Does that makes it clearer ? I hope so. Essentially, it depends on WHO we turn to during times of uncertainty in our lives : Our feelings or Gods wisdom which can be imparted to us. Regards.
That does explain it pretty good, I'm still unsure about some things lol I don't think I've ever felt God's strength but I act and talk to God like my strength comes from Him. Which I believe it does, because without Him we are all nothing...
I don't know what it is but I've just been feeling weird lately. Like I'm alone, or that this is all just so hard that I can't do it. I know that's probably not true but its the way I feel right now. I feel like all I've been getting lately is do' s and dont's and like a stupid legalistic sense of things.

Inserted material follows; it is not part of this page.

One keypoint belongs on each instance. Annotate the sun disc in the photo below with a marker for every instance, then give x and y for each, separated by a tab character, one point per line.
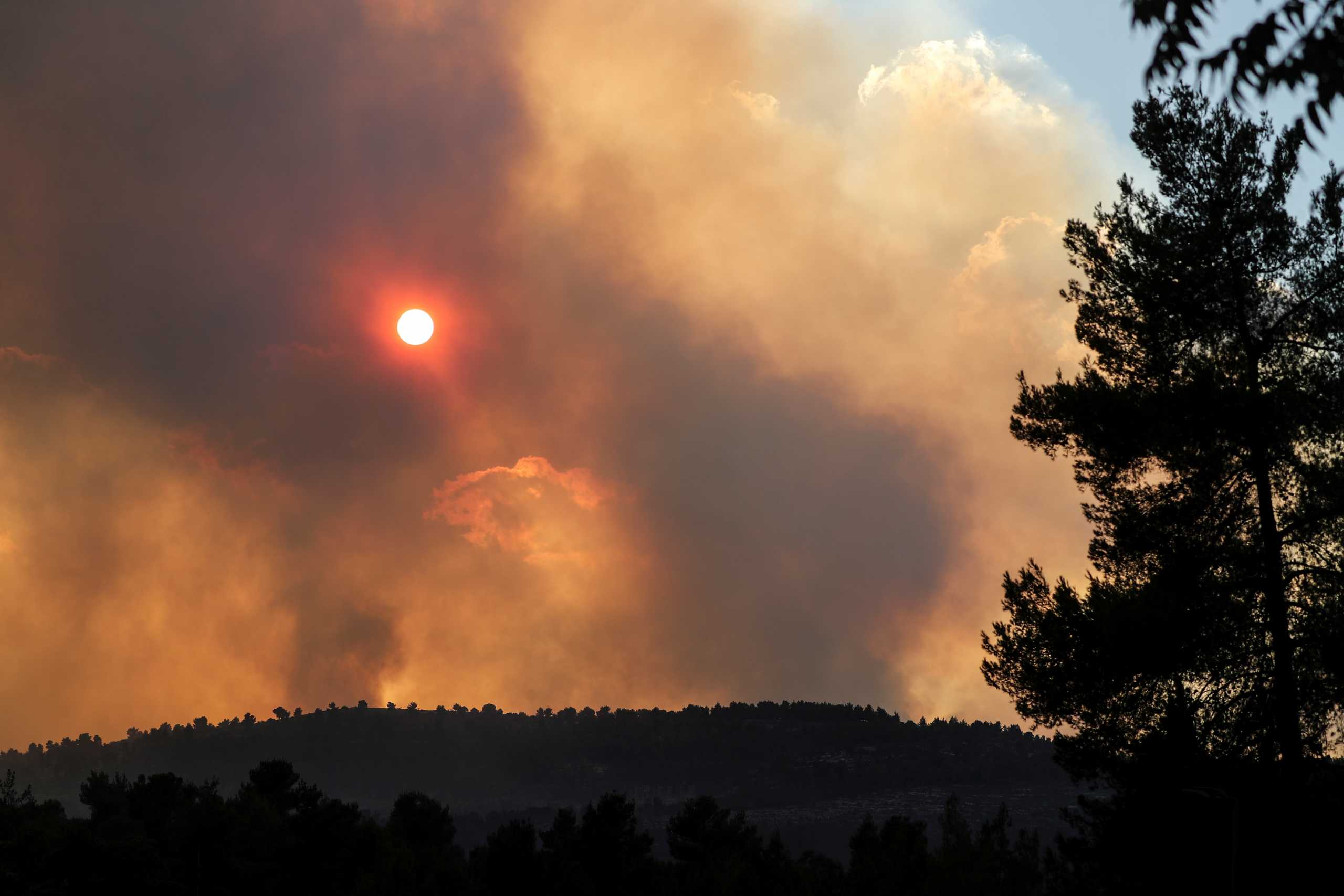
416	327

That does explain it pretty good, I'm still unsure about some things lol I don't think I've ever felt God's strength but I act and talk to God like my strength comes from Him. Which I believe it does, because without Him we are all nothing...
I don't know what it is but I've just been feeling weird lately. Like I'm alone, or that this is all just so hard that I can't do it. I know that's probably not true but its the way I feel right now. I feel like all I've been getting lately is do' s and dont's and like a stupid legalistic sense of things.
Are you sure you're not suffering from some type of depression? I use to think I was lazy a lot of the time when in reality I was struggling with bipolar disorder. Not trying to worry you, but if you want a better relationship with God it helps to know what your demons are first.